Le paragraphe 180 puise sa typologie dans l’histoire et la mythologie grecques classiques : il est fait ainsi allusion aux plus célèbres des Grecs (Ἑλλήνων μέν γε τοὺς δοκιμωτάτους ; § 180), de simples particuliers (ἰδιώτας ; ibid.) ou des rois (βασιλεῖς ; ibid.) ainsi qu’à des guerres, dans une référence au sacrifice d’Iphigénie, évoqué en particulier par Eschyle et Euripide dans leurs tragédies, ou peut-être encore à celui de la jeune fille, identifiée par la suite sous le nom de Macarie, dont le sacrifice est rapporté dans les Héraclides d’Euripide (ainsi, peut-être, que dans la pièce perdue d’Eschyle qui portait le même nom). De ce côté, aucune raison religieuse n’est mentionnée, alors même que le sacrifice d’Iphigénie comme celui de Macarie étaient clairement offerts, respectivement, à Poséidon et à Perséphone : Philon ne se donne pas comme adversaires des gens qui revendiquent une adhésion au polythéisme païen mais, semble-t-il, plutôt des personnes qui comme lui reconnaissent seulement une grande autorité à la culture grecque, en la vidant de sa dimension religieuse.

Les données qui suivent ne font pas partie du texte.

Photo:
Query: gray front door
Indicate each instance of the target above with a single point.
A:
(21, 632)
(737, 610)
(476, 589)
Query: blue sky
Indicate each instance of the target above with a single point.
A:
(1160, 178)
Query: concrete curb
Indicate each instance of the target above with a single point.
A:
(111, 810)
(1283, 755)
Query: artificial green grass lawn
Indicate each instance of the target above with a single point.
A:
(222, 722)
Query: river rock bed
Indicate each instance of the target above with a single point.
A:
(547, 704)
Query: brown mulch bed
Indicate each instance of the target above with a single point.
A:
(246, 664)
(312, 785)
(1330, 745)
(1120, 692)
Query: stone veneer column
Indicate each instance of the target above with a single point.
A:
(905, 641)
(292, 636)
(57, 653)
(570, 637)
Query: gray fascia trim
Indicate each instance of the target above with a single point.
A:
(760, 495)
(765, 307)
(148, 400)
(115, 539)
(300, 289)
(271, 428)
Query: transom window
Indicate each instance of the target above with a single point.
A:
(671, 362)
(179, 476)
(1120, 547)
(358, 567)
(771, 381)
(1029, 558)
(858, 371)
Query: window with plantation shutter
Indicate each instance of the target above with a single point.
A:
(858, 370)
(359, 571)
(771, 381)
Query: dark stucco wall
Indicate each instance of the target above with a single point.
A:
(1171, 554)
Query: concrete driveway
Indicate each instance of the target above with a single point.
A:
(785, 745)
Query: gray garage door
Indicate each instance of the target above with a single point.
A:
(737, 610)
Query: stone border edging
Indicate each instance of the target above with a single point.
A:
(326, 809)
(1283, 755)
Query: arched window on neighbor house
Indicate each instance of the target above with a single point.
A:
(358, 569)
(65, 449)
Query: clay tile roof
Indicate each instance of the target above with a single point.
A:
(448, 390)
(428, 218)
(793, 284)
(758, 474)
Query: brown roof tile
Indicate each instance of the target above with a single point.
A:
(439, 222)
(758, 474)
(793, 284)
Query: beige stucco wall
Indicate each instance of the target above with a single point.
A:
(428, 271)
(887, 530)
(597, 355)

C’est du côté des nations barbares qu’il est question de piété, dans un rappel de la critique faite par Moïse de l’idolâtrie et des sacrifices qui lui sont liés, à partir d’une citation presque littérale du Deutéronome qui s’insère dans un discours sur les sacrifices demandés au peuple hébreu (Dt 12, 31) :τοὺς υἱοὺς αὐτῶν καὶ τὰς θυγατέρας κατακαίουσι τοῖς θεοῖς αὐτῶν (« ils brûlent leurs fils et leurs filles à leurs dieux » ; § 181 217). Rappeler les coutumes des Barbares, qui sont ici les Cananéens, c’est suggérer qu’Abraham commet l’abomination de se laisser entraîner aux cultes envers lesquels précisément le peuple hébreu a le plus été mis en garde. Il n’est pas besoin de justifier des raisons spécifiques de ces sacrifices, sinon qu’ils sont considérés comme une « œuvre sainte et chère aux dieux » (ὅσιον ἔργον καὶ θεοφιλές ; § 181) : l’accent porte uniquement sur leur caractère idolâtrique, et l’argument, nous le disions, pourrait avoir été avancé par d’autres Juifs qui, comme Philon 218, qualifient Moïse de « très saint » (τὸν ἱερώτατον ; ibid.). Il paraît difficile de penser que Philon emploierait une telle formule à l’usage d’un public parfaitement étranger au judaïsme.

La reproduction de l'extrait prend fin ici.